According to the editorial, he was “the chief target of Conservative mudslingers” who sought to drive him out of political office “by every trick and device known in the trade of politics.
“For the most part, Mr. Crerar chose not to defend himself. In deed, as time has demonstrated, there was no occasion for him to do so. No one ever doubted his integrity, not even his detractors. But, in any event, personal controversy never appealed to him. He was interested in building up, not tearing down. In all his years in Parliament you cannot find a page devoted to destructive criticism. His instinct was constructive and his dislike of personalities intense.”
At age 90, an article by Rita M. Schilling in the January 8, 1968, Free Press, quotes Crerar saying “tongue-in-cheek” that he “should never have gone into politicals ... much too frustrating.”

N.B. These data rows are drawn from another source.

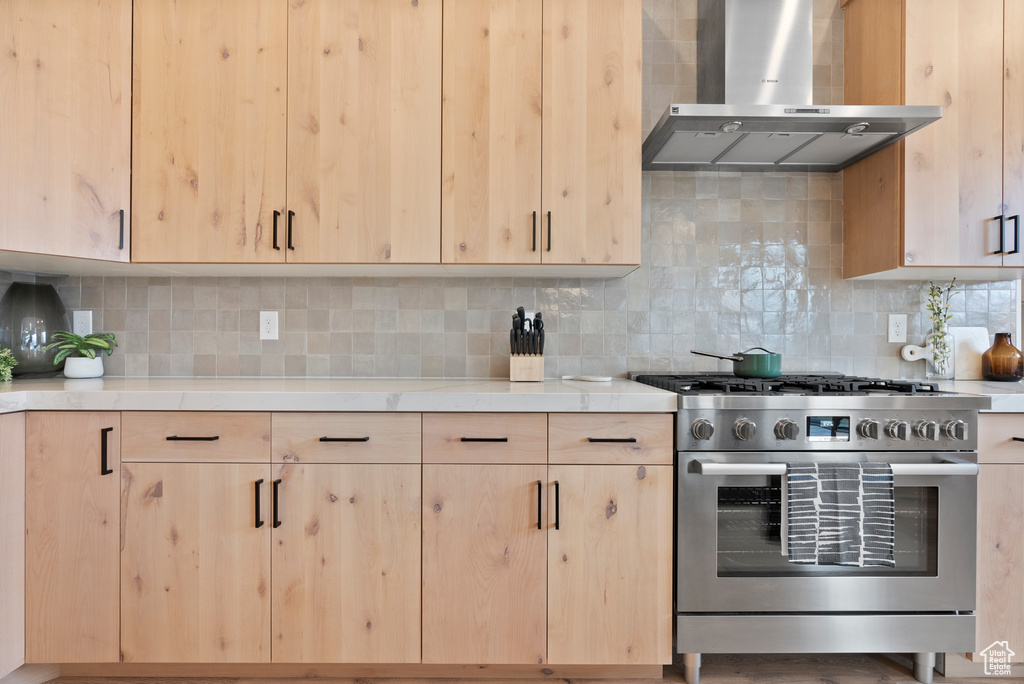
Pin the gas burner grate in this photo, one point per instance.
(823, 384)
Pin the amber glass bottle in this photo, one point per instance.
(1003, 360)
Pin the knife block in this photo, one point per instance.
(527, 368)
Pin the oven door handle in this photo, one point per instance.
(950, 466)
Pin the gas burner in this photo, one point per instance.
(821, 384)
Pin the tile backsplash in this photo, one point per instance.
(731, 260)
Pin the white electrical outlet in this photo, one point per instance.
(268, 325)
(83, 322)
(897, 328)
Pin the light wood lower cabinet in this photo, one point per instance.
(483, 564)
(72, 538)
(346, 563)
(609, 565)
(196, 563)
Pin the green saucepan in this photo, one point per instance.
(747, 365)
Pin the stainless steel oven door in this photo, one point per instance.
(729, 556)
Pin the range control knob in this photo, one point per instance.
(867, 429)
(898, 430)
(786, 429)
(954, 430)
(744, 429)
(926, 430)
(701, 429)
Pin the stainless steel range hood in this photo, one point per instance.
(755, 87)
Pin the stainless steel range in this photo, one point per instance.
(735, 590)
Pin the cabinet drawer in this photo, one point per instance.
(610, 438)
(995, 438)
(346, 437)
(197, 436)
(484, 437)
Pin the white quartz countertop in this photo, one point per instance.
(619, 395)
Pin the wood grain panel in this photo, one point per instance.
(525, 437)
(72, 538)
(209, 130)
(1000, 556)
(11, 543)
(195, 569)
(346, 564)
(1013, 117)
(491, 132)
(392, 437)
(364, 138)
(66, 108)
(614, 542)
(569, 438)
(242, 437)
(995, 438)
(592, 135)
(483, 565)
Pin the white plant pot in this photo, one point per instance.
(80, 367)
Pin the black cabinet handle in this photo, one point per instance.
(549, 230)
(540, 493)
(556, 504)
(259, 523)
(276, 498)
(103, 470)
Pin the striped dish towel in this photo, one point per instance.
(839, 514)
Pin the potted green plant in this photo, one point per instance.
(83, 353)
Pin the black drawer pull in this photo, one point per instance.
(276, 498)
(103, 470)
(259, 523)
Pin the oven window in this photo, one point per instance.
(750, 523)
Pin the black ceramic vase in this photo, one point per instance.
(30, 313)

Despite Crerar’s difficulties in unifying the MPs under his command, he did lead the first example of a successful third party in Canadian politics. In the future, “the Progressives served as both a model and a cautionary tale for those (third parties) that followed (Claude Bélanger, Marianopolis College, 2005).
Crerar was the first politician recognized as a companion of the Order of Canada. He died in 1975 and is buried in the Elmwood Cemetery in Winnipeg.